At about the same time, Fr. Heinrich Pesch, S.J., worked to reorient Durkheim’s socialist-fascist version of solidarism to conform to natural law and Catholic teaching.  Many authorities believe Pesch made the most original contribution to Central European Catholic thought before 1918.  Often credited with being the founder of solidarism, he should more accurately be viewed as its redeemer, at least from a natural law perspective.

Fr. Heinrich Pesch, S.J.

 

Pesch began with the ultrasupernaturalist-socialist version of solidarism developed by Durkheim, based in part on the positivism of Comte and the New Christianity of Saint-Simon.  Bringing Durkheim’s concepts into conformity with the principles of Aristotelian-Thomism — particularly private property as a natural right (Gustav Gundlach, S.J., “Solidarist Economics, Philosophy and Socio-economic Theory in Pesch” Social Order, April 1951, 185.) — Pesch transformed solidarism from a statist/totalitarian philosophy, into a natural law, “person centered” system, but without making it a form of individualism. (Richard E. Mulcahy, S.J., The Economics of Heinrich Pesch. New York: Henry Holt and Company, 1952, 6.)

In Pesch’s solidarism, the human person is at the center of the social system, and thus also at the center of economic activity.  For Pesch, society is neither a mere voluntary aggregate of individuals, nor an amorphous collective, a “substance” or abstraction independent of the individuals who compose it. (Alfred Diamant, Austrian Catholics and the First Republic: Democracy, Capitalism, and the Social Order 1918-1934.  Princeton, New Jersey: Princeton University Press, 1960, 161.)

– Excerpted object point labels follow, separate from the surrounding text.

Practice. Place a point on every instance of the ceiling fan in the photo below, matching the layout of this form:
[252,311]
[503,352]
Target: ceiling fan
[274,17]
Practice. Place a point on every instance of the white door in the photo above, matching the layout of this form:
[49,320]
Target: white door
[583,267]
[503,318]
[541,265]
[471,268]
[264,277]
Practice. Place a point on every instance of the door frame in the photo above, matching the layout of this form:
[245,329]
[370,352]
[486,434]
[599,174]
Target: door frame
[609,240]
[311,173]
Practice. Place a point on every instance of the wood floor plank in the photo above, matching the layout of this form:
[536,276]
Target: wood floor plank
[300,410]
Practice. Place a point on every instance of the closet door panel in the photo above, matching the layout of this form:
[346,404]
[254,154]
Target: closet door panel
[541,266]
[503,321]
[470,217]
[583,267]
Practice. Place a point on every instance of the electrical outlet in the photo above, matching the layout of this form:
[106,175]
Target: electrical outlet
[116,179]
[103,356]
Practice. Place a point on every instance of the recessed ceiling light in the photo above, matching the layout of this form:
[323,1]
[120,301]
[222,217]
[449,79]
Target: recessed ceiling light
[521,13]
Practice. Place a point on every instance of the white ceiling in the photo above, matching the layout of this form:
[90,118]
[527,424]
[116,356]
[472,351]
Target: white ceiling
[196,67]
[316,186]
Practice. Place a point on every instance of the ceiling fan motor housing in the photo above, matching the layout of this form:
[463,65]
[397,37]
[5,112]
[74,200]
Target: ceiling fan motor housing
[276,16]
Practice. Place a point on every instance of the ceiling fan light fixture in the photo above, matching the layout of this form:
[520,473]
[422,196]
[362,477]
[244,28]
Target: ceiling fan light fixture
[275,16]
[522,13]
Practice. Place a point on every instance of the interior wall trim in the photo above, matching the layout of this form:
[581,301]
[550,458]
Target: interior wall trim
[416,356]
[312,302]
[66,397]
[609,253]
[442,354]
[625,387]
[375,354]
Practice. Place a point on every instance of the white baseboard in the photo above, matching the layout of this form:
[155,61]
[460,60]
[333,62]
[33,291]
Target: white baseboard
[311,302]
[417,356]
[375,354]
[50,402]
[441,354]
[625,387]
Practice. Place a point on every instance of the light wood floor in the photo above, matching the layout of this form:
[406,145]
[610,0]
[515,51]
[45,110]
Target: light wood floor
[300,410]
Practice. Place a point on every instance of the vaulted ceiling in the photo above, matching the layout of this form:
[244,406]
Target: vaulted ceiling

Fr. Oswald von Nell-Breuning, S.J.

 

Pesch explained that society is a union of individuals all working toward common goals, but without prejudice to individual goals; the human person is not to be subsumed into the collective, any more than the natural order is to be absorbed by the supernatural order. (Cf. Wojtyła, “Thomistic Personalism,” Person and Community, op. cit., 174.) Keeping in mind that Pesch was an Aristotelian-Thomist, and thus recognized that God’s Intellect and Will are in perfect union and do not have separate acts, Pesch defined solidarism as “[t]he reciprocity and mutuality of human interests . . . based on the rational nature of the human personality.” (Diamant, Austrian Catholics and the First Republic, op. cit., 161.)

Although Pesch did not consider social justice a particular virtue — a development at the center of Pope Pius XI’s social doctrine (Rev. William J. Ferree, S.M., The Act of Social Justice.  Washington, DC: The Catholic University of America Press, 1942 (© 1943), 84-85.) — the Holy Father did incorporate some of Pesch’s concepts into Quadragesimo Anno and Divini Redemptoris.  This was through the Königswinterkreis discussion group composed largely of Pesch’s students, two members of which, Father Oswald von Nell-Breuning, S.J. and Father Gustav Gundlach, S.J., were called to the Vatican in 1931 for consultation.

Despite the profundity of his thought, Pesch has suffered egregiously from latter day disciples who fail to see the distinction between his Christian solidarism and Durkheim’s fascist-socialist version.  In common with what happened to the work of both Chesterton and Sheen, and as we will see in the next posting on this subject, the tendency has been to impose a socialist and ultrasupernaturalist interpretation on Pesch’s solidarism, turning it into the very thing it was intended to counter.